CFA Practice Question
Mark Spencer manages portfolios for several corporate pension plans. While discussing investments with one of the plan sponsors he learns that the company is going to split itself into two divisions and spinoff one to the stockholders. Analysts have been recommending this action for almost two years and the stock price is expected to rebound by up to 15%, and perhaps more. Mark is already fully invested in the company's stock and cannot add more to his plans. While on his way home that evening, he meets an old acquaintance on the subway and the subject turns to street values. During one of the stops, Mark lets it slip that Carefree fashions is going to split itself into two divisions and spinoff one to shareholders. Brian makes a mental note and before getting off at the next station he thanks Mark and hopes they could someday drink some coffee after work together. The next morning Brian calls his broker the first thing and places a market order to buy 2,500 shares of Carefree Fashions.
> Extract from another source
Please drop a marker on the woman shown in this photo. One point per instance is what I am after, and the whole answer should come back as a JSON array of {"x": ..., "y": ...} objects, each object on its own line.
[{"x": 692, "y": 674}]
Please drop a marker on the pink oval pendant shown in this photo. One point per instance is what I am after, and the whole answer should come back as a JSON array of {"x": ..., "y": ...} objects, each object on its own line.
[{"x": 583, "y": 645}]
Brian
A. has not violated any standards since he is not a fiduciary of Carefree Fashions and the information is not related to a tender offer.
B. has violated Standard II (A) - Material Nonpublic Information.
C. has violated Standard III (E) - Preservation of Confidentiality.
Explanation: Bryan has violated the standard on prohibition against trading on material non-public information because even though he does not have a fiduciary obligation to Carefree Fashions, he knows that Mark has breached confidentiality and fiduciary duty, and the information should not be traded upon.